1 Introduction

Suicidal ideation detection is a well studied problem in social media analysis. Various works have tried to identify linguistic patterns correlated with suicidality intent. Despite the sustained efforts from the community, most approaches ignore the psychological relevance of temporal characteristics of suicidal behaviour. Moreover, there has been limited explorations in the space of homophily networks to identify collusive depressive users. We hypothesize that the contextual information embedded in social media engagement and historical activities of users can lead to substantial improvements in automated identification of suicidal ideation. We look beyond linguistic cues into temporal signals throughout this work, with the help of a publicly available dataset given by [14] of 34,306 tweets on suicidality detection.

2 Related Work

2.1 Challenges on Social Media

The growth of social media websites hosts a number of challenges such as cyberbullying, suicide pacts, and radicalism that motivate suicidal behavior and impact the mental health of the users [10]. The associativity of suicide-related verbalizations on social media websites has been found to be strongly related to potential suicidal attempts. Prior studies show how suicidal intent declarations were significantly more assortative than chance, at times connected till 6 degrees of separation [5]. A patient’s social media profile can help medical experts gain perspective into their mental health status and identify those at critical risk for suicide attempts [15]. The potential of technological interventions for suicidal risk assessment and mitigation needs to be explored in detail.

2.2 Text-Based Approaches

Various works have been recently proposed with an objective of automating the detection of social media posts expressing suicide ideation using textual information [3, 7, 17]. [4] performed a semi-automated content-based analysis on a small number of tweets related to depression in order to derive certain qualitative insights into the behavior of users displaying suicidal behavior. Self-disclosure helps to facilitate psychological well being in individuals with mental illness [2]. Textual descriptions of social media disclosures have been extensively studied in the past [7]. [19] explored deep learning based supervised classifiers for suicidal ideation detection.

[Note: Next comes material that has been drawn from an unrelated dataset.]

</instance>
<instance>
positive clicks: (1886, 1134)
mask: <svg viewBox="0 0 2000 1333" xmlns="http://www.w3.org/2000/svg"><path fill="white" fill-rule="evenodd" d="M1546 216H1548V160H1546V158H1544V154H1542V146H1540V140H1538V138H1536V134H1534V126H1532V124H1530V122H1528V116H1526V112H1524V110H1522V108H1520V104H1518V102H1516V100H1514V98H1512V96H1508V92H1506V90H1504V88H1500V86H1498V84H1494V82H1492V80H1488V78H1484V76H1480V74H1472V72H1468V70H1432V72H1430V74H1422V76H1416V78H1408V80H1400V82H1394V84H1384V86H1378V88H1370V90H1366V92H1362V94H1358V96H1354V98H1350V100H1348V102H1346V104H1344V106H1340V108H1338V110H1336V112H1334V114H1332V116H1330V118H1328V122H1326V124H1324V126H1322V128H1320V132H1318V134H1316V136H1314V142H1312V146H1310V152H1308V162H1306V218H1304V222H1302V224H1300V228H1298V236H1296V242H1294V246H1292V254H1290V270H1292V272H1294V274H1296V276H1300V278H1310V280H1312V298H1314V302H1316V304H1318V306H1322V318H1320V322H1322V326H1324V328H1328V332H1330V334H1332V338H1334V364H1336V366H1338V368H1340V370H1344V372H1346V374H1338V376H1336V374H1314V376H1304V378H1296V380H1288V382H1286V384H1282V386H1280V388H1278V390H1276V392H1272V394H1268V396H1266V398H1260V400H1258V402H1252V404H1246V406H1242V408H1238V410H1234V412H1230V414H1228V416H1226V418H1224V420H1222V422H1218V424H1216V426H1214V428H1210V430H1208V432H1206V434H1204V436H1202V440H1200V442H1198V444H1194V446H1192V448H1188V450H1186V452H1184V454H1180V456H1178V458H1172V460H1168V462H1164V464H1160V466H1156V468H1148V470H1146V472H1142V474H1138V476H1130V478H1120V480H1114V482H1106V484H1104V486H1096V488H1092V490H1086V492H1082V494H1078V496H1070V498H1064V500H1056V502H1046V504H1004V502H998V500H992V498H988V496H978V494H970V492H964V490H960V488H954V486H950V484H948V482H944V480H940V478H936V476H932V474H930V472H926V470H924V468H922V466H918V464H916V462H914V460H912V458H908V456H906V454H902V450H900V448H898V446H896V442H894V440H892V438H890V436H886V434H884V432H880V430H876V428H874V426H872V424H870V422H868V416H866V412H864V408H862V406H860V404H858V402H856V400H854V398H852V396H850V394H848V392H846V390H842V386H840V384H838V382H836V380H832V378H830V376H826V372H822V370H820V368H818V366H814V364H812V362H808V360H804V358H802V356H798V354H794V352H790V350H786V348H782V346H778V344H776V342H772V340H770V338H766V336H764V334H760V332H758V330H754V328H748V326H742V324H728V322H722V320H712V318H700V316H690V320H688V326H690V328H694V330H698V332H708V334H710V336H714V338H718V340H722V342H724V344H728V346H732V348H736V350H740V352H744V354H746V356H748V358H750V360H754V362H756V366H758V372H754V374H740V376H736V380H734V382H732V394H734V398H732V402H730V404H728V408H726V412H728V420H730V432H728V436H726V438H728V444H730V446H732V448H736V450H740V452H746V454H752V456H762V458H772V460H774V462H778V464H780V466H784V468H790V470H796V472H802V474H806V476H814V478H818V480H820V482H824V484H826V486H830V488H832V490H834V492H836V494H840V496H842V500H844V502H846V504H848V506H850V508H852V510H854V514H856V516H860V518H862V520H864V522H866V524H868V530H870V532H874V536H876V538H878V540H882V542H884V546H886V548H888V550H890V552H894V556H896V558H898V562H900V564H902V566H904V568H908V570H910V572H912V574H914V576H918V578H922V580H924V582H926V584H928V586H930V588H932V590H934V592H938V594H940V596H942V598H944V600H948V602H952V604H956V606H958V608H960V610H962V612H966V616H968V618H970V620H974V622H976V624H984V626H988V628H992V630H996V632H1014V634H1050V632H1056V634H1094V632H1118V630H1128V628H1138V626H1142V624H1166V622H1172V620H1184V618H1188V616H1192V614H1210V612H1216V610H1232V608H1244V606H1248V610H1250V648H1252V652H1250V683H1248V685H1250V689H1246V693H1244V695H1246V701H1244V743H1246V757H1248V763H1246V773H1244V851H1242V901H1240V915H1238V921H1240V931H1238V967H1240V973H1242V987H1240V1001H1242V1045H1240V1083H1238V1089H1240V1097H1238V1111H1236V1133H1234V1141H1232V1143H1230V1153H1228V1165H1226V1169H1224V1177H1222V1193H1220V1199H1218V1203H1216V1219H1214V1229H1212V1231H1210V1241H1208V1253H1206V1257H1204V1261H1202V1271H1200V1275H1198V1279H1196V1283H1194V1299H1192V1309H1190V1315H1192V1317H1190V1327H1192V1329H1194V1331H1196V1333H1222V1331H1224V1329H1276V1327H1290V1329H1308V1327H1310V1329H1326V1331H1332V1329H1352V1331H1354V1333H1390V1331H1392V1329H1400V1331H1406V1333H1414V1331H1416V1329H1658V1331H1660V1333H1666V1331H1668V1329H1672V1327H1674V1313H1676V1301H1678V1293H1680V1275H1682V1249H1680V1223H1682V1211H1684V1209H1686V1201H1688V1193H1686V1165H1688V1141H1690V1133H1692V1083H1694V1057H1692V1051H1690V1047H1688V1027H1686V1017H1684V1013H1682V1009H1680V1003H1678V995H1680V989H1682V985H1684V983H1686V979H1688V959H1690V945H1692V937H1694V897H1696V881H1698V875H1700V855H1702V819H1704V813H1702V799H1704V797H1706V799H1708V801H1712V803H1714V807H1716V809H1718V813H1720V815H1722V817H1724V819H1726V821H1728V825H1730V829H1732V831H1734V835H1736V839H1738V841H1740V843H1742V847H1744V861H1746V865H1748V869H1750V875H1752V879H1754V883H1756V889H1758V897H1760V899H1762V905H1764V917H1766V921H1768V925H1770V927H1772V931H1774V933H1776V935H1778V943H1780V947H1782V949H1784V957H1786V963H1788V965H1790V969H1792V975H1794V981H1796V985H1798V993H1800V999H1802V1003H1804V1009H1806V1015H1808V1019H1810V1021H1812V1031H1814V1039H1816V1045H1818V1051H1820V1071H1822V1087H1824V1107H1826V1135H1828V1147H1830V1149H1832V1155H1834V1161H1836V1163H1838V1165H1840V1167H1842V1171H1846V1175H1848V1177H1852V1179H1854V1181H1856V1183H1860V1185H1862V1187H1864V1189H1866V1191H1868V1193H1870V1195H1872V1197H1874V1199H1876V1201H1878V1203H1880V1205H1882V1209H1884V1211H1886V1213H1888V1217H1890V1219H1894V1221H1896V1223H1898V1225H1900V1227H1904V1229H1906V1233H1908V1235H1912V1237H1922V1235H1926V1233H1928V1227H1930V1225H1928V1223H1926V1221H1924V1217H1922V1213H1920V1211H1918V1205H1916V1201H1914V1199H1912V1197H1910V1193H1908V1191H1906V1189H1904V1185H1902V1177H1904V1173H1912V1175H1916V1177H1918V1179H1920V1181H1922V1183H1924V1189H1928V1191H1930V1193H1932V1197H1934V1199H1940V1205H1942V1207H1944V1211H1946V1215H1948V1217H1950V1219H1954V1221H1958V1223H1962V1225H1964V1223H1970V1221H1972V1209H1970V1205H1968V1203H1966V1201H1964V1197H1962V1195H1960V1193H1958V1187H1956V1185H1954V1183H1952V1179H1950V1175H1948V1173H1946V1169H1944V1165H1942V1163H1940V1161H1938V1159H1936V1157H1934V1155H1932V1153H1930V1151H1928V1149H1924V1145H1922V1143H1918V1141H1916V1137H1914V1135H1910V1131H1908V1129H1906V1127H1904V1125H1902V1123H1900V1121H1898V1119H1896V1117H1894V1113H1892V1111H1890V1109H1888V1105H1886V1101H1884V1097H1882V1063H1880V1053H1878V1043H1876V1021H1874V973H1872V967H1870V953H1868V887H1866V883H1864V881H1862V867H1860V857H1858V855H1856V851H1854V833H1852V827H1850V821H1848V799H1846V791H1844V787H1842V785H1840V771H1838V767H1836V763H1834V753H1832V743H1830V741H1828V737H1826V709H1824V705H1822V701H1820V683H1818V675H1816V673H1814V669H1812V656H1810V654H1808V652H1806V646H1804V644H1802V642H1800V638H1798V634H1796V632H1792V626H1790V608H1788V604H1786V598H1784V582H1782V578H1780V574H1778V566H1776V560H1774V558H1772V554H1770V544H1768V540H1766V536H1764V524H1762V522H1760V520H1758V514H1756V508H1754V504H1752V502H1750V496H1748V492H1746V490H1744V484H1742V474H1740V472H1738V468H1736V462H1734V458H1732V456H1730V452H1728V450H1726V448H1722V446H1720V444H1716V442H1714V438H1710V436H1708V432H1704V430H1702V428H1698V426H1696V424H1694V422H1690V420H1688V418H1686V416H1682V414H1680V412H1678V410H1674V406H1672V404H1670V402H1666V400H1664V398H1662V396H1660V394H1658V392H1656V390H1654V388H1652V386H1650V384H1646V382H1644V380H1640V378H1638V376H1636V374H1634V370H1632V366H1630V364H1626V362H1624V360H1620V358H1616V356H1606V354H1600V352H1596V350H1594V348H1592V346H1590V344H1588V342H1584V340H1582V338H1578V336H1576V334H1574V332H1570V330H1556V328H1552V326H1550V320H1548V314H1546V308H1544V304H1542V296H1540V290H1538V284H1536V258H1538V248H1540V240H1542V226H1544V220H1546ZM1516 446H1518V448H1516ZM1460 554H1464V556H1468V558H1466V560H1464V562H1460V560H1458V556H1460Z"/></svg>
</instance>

2.3 Psycho-Linguistic Analysis

[13] used social graph based features and gained considerable improvement in the task of abuse detection. [16] performed a psycho-linguistic analysis of online users for a similar task. [1] tried to link users’ psychological features such as personality traits including personalities, sentiment and emotion for cyberbulling and trolling. The contributions that we make in this work are different from previous efforts as there has been hardly any attempt to take a combined multi-faceted approach for solving the task of suicidal ideation in Twitter.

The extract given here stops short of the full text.